Example: Testing RawEvent


# tests/unit/schema/test_raw.py
from datetime import datetime, timezone
from eventkit.schema.raw import RawEvent
 
def test_raw_event_accepts_arbitrary_fields():
    """Story 1: Accept any JSON"""
    event = RawEvent(
        payload={
            "type": "identify",
            "custom_field": "value",
            "nested": {"field": 123}
        },
        stream="users"
    )
 
    assert event.get("custom_field") == "value"
    assert event.get("nested")["field"] == 123
    assert event.stream == "users"
    assert isinstance(event.received_at, datetime)
 
def test_raw_event_get_with_default():
    """Test get() helper with missing key"""
    event = RawEvent(payload={"type": "track"}, stream="events")
 
    assert event.get("missing_key") is None
    assert event.get("missing_key", "default") == "default"

Example: Testing Adapter with Mocks


# tests/unit/adapters/test_segment.py
import pytest
from eventkit.schema.raw import RawEvent
from eventkit.adapters.segment import SegmentAdapter
from eventkit.adapters.base import AdapterResult
 
@pytest.fixture
def adapter():
    return SegmentAdapter()
 
def test_adapt_identify_success(adapter):
    """Story 3: Validate and normalize identify events"""
    raw = RawEvent(
        payload={
            "type": "identify",
            "userId": "user_123",
            "traits": {"email": "user@example.com"}
        },
        stream="users"
    )
 
    result = adapter.adapt(raw)
 
    assert result.success is True
    assert result.event.type == "identify"
    assert result.event.userId == "user_123"
    assert result.event.traits["email"] == "user@example.com"
    assert result.error is None
 
def test_adapt_missing_user_id_returns_error(adapter):
    """Story 6: Invalid events return error (not exception)"""
    raw = RawEvent(
        payload={"type": "identify", "traits": {}},
        stream="users"
    )
 
    result = adapter.adapt(raw)
 
    assert result.success is False
    assert "Missing required field" in result.error
    assert result.event is None

Integration Tests

Principle: Test multiple components working together.
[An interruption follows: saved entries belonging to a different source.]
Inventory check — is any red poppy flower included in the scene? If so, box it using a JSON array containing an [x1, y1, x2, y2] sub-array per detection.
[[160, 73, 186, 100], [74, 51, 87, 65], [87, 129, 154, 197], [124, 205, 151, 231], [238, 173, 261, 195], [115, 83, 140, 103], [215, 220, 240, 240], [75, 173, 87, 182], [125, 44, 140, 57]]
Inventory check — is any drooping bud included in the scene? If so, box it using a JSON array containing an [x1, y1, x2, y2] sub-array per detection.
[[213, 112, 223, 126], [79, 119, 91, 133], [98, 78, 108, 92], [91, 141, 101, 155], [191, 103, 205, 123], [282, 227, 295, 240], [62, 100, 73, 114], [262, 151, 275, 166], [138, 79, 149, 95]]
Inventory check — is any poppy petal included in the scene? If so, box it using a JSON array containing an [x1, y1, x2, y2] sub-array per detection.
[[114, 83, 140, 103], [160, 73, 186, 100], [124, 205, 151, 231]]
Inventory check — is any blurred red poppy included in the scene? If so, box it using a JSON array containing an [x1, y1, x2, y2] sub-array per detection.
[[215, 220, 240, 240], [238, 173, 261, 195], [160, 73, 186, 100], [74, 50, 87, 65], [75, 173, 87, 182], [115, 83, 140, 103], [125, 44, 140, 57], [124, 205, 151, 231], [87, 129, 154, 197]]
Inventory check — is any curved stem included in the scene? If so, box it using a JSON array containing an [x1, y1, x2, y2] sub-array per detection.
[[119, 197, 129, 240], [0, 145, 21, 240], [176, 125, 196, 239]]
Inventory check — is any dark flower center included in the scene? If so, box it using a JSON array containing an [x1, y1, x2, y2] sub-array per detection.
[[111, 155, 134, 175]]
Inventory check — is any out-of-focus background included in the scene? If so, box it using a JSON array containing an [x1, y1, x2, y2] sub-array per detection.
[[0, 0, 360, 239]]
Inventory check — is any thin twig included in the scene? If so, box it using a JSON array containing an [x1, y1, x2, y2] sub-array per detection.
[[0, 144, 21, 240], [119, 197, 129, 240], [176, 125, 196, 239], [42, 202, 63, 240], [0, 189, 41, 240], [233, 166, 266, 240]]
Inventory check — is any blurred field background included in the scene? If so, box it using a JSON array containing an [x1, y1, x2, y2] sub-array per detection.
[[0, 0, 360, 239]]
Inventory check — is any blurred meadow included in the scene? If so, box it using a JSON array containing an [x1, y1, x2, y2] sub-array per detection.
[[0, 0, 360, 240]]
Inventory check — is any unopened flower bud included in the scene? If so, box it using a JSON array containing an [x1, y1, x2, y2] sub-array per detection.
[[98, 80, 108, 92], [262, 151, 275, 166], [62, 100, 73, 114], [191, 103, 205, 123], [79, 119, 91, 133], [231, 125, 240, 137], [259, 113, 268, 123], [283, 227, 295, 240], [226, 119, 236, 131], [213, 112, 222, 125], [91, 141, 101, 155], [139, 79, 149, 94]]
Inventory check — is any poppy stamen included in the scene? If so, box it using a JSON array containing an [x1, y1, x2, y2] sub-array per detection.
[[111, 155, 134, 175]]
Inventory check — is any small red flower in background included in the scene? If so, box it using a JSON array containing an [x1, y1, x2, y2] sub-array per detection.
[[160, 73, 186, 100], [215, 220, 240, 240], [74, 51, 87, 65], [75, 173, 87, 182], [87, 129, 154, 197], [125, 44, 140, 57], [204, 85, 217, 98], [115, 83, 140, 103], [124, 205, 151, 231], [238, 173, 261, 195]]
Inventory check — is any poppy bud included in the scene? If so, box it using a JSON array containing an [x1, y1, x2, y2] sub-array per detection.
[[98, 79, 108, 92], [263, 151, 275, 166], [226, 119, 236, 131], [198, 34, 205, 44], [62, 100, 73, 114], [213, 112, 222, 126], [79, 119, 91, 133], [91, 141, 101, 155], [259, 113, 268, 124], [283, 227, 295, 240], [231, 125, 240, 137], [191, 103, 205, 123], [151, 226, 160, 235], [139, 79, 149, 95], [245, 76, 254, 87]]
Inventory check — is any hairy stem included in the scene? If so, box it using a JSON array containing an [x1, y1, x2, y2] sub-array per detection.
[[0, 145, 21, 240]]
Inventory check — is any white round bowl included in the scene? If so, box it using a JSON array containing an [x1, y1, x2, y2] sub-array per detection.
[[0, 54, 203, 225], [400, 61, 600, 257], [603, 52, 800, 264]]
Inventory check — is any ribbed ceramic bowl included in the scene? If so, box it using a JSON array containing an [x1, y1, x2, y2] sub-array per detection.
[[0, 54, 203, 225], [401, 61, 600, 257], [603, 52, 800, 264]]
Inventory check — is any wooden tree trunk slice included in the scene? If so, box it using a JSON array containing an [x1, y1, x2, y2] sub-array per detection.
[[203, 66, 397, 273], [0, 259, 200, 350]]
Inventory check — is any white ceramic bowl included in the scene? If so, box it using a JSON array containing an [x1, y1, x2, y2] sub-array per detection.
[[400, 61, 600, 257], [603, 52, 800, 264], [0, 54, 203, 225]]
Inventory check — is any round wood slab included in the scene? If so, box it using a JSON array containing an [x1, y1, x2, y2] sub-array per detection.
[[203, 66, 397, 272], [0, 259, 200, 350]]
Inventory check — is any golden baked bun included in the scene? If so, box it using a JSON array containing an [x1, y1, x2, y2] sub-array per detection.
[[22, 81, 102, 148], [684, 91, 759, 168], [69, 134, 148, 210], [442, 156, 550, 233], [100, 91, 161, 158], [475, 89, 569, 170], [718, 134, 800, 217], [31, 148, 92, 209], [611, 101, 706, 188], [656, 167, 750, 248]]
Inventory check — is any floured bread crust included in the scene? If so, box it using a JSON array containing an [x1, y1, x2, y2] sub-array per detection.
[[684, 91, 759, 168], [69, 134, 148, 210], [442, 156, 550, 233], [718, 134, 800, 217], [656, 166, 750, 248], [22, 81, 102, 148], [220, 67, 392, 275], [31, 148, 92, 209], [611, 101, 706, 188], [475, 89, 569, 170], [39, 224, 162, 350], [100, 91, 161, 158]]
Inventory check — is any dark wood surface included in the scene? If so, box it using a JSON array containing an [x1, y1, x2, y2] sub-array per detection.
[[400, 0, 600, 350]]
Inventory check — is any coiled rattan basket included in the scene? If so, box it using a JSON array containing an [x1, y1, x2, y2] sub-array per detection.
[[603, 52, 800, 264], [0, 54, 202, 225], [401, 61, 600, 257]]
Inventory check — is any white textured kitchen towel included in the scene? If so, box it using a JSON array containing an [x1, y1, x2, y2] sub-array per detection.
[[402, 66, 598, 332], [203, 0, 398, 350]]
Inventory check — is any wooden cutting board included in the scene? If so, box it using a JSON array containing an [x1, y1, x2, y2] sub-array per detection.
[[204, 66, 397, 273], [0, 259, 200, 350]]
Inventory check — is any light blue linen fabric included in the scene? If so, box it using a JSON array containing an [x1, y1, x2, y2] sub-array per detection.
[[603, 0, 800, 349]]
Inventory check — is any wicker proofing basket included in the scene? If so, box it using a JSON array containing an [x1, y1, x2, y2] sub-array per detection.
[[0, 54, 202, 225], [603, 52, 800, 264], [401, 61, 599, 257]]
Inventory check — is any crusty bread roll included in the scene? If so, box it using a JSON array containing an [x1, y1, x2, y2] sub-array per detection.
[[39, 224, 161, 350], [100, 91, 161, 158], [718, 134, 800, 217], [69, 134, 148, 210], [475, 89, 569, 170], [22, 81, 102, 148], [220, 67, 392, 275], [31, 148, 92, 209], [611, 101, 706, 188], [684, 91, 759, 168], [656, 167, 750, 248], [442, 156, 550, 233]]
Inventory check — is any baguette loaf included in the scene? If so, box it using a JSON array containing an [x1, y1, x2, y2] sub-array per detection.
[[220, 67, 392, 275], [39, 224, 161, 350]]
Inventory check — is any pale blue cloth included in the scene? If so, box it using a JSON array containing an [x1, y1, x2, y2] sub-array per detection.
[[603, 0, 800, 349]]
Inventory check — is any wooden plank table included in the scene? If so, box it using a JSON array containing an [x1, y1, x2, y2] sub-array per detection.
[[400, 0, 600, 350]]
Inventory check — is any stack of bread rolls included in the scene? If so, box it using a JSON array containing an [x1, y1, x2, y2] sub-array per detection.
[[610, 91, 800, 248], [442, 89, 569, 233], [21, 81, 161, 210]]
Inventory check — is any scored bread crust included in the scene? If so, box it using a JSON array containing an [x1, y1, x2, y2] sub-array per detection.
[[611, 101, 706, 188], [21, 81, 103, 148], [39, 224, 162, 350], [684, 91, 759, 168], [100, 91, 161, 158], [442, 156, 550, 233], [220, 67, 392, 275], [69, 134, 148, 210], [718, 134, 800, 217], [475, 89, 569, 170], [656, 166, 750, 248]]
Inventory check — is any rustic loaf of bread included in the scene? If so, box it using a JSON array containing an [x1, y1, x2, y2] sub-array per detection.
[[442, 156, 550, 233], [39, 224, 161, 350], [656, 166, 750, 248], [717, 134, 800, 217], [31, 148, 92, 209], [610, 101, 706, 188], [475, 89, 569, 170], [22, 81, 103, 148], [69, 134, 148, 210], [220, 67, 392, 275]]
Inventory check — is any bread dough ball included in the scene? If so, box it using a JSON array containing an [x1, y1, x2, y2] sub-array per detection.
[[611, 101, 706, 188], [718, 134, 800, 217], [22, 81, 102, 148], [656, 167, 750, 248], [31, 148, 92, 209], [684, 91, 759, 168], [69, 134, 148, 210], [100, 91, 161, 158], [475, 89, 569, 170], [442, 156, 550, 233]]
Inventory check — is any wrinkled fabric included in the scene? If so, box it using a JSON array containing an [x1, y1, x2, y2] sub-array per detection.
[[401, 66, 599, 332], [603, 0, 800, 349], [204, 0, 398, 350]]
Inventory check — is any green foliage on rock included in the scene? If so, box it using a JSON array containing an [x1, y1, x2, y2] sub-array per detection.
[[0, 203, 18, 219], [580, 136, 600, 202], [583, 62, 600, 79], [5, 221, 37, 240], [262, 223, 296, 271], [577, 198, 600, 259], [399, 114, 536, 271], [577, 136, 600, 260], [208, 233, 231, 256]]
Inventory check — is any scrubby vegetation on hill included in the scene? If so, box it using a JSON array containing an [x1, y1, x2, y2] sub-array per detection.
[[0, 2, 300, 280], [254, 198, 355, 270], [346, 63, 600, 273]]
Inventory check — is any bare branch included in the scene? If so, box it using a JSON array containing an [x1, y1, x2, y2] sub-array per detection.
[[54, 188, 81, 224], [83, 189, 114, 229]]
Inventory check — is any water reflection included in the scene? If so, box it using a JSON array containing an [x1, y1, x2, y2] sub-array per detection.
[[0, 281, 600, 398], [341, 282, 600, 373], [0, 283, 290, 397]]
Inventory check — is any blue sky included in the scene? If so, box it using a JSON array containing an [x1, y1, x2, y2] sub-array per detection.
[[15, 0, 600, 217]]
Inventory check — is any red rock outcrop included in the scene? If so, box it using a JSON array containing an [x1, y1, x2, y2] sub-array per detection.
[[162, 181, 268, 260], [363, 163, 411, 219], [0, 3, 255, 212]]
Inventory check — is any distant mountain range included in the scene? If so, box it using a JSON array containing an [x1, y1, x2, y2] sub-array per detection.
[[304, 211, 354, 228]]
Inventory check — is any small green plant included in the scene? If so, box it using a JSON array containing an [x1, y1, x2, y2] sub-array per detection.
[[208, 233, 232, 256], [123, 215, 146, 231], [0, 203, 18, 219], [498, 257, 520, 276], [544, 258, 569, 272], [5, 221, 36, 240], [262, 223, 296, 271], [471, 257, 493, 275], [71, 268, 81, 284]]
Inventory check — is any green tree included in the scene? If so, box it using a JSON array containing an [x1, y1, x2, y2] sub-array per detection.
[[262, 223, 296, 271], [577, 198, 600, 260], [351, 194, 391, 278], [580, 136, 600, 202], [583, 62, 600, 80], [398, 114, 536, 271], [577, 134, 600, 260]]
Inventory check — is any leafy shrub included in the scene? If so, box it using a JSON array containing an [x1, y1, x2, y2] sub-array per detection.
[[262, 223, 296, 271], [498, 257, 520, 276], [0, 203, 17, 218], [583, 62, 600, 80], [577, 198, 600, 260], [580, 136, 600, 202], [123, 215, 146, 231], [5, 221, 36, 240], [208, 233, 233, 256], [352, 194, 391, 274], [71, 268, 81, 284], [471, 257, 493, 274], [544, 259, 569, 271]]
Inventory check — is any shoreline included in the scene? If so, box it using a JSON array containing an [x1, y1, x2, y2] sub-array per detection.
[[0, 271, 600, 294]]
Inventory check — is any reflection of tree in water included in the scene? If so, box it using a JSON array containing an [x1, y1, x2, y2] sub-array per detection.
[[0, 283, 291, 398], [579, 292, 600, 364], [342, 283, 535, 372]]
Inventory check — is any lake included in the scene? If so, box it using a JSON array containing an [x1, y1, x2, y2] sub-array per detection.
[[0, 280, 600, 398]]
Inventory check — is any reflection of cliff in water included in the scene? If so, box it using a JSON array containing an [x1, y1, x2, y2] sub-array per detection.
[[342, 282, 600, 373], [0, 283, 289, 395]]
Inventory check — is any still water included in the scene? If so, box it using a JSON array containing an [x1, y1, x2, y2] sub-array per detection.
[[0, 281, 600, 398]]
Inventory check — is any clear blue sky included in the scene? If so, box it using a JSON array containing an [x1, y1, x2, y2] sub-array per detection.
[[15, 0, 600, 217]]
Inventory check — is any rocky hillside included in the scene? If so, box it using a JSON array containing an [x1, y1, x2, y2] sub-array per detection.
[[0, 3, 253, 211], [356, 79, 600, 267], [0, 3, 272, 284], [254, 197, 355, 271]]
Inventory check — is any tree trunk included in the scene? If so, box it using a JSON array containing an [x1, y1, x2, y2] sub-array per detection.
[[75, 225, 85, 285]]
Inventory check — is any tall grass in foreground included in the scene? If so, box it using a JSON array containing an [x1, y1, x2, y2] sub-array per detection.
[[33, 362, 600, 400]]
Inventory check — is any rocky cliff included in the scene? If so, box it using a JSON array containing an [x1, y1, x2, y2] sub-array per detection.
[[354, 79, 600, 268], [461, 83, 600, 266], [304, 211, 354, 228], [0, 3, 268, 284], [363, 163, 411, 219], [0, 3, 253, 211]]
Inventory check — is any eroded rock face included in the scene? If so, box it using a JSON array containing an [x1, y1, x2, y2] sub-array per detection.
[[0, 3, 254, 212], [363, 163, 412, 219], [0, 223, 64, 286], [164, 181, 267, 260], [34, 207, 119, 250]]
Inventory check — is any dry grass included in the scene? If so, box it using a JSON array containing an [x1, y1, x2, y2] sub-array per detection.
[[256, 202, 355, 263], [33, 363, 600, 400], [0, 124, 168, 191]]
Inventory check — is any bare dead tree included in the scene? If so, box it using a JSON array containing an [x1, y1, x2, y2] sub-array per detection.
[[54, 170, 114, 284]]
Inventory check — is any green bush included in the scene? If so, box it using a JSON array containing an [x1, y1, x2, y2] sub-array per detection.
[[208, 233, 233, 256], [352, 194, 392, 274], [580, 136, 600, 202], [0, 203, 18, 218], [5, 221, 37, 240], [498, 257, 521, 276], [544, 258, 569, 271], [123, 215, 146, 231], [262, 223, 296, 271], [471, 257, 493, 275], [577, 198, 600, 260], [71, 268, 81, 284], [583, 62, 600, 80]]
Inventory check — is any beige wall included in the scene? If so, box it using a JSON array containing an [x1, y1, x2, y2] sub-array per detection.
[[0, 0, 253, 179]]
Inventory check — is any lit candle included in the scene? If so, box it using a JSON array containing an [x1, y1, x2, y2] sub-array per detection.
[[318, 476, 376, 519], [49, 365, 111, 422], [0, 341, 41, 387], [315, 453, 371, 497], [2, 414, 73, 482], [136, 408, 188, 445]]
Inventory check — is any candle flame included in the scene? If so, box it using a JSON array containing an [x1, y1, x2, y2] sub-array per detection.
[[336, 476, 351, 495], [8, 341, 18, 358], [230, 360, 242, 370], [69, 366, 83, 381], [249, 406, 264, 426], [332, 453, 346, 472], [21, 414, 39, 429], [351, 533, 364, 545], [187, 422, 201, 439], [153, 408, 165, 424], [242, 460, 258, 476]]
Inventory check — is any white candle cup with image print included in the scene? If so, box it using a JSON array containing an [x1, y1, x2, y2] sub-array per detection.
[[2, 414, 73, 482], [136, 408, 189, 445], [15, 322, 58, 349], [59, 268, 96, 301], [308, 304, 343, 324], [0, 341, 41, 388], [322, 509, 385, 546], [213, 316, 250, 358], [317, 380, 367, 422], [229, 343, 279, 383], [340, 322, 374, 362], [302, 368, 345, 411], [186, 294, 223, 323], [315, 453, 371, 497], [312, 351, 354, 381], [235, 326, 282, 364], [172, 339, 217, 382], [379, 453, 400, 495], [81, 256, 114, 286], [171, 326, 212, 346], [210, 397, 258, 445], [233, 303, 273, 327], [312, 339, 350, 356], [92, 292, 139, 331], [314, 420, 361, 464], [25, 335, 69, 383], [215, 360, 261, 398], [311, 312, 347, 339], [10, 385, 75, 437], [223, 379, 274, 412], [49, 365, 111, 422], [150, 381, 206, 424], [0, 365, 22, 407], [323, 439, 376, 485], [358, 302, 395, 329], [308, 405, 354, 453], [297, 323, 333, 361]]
Use real implementations where feasible, but run against emulators/test backends.

Setup: Firestore Emulator


# Start Firestore emulator
gcloud emulators firestore start --host-port=localhost:8080
 
# In another terminal, set environment variable
export FIRESTORE_EMULATOR_HOST=localhost:8080

Example: End-to-End Pipeline Test


# tests/integration/test_full_pipeline.py
import pytest
from eventkit.schema.raw import RawEvent
from eventkit.adapters.segment import SegmentAdapter
from eventkit.processing.sequencer import Sequencer
from eventkit.processing.event_loader import EventLoader
from eventkit.processing.processor import Processor
from eventkit.stores.firestore import FirestoreEventStore, FirestoreErrorStore
 
@pytest.fixture
async def processor():
    """Create processor with real Firestore stores (emulator)"""
    event_store = FirestoreEventStore(
        project_id="test-project",
        collection="events"
    )
    error_store = FirestoreErrorStore(
        project_id="test-project",
        collection="errors"
    )
    adapter = SegmentAdapter()
    sequencer = Sequencer(num_partitions=4)
    event_loader = EventLoader(event_store, batch_size=10, flush_interval=1.0)
 
    processor = Processor(adapter, sequencer, event_loader, error_store)
 
    yield processor
 
    # Cleanup: flush buffers
    for partition_id in event_loader.buffers.keys():
        await event_loader._flush_partition(partition_id)
 
@pytest.mark.asyncio
async def test_valid_event_reaches_event_store(processor):
    """Story 1 + Story 2 + Story 3: Full pipeline"""
    # Arrange
    raw_event = RawEvent(
        payload={
            "type": "identify",
            "userId": "user_123",
            "traits": {"email": "user@example.com"}
        },
        stream="users"
    )
 
    # Act
    await processor.enqueue(raw_event)
    await processor.event_loader._flush_partition(0)
 
    # Assert
    events = await processor.event_loader.event_store.read(stream="users", limit=1)
    assert len(events) == 1
    assert events[0].userId == "user_123"
    assert events[0].traits["email"] == "user@example.com"
 
@pytest.mark.asyncio
async def test_invalid_event_goes_to_error_store(processor):
    """Story 6: Invalid events → error store (not dropped)"""
    # Arrange
    raw_event = RawEvent(
        payload={"type": "identify"},  # Missing userId and anonymousId
        stream="users"
    )
 
    # Act
    await processor.enqueue(raw_event)
 
    # Assert
    errors = await processor.error_store.query_errors(limit=1)
    assert len(errors) == 1
    assert "Missing required field" in errors[0]["error"]
    assert errors[0]["raw_payload"]["type"] == "identify"

Performance Tests

Principle: Validate throughput and latency targets.

Example: Throughput Test


# tests/performance/test_throughput.py
import pytest
import asyncio
import time
from eventkit.schema.raw import RawEvent
from eventkit.processing.processor import Processor
 
@pytest.mark.asyncio
async def test_throughput_10k_events_per_second(processor):
    """Story 1: Throughput target (10k events/sec)"""
    num_events = 10_000
    events = [
        RawEvent(
            payload={
                "type": "track",
                "event": "test_event",
                "userId": f"user_{i % 1000}"
            },
            stream="events"
        )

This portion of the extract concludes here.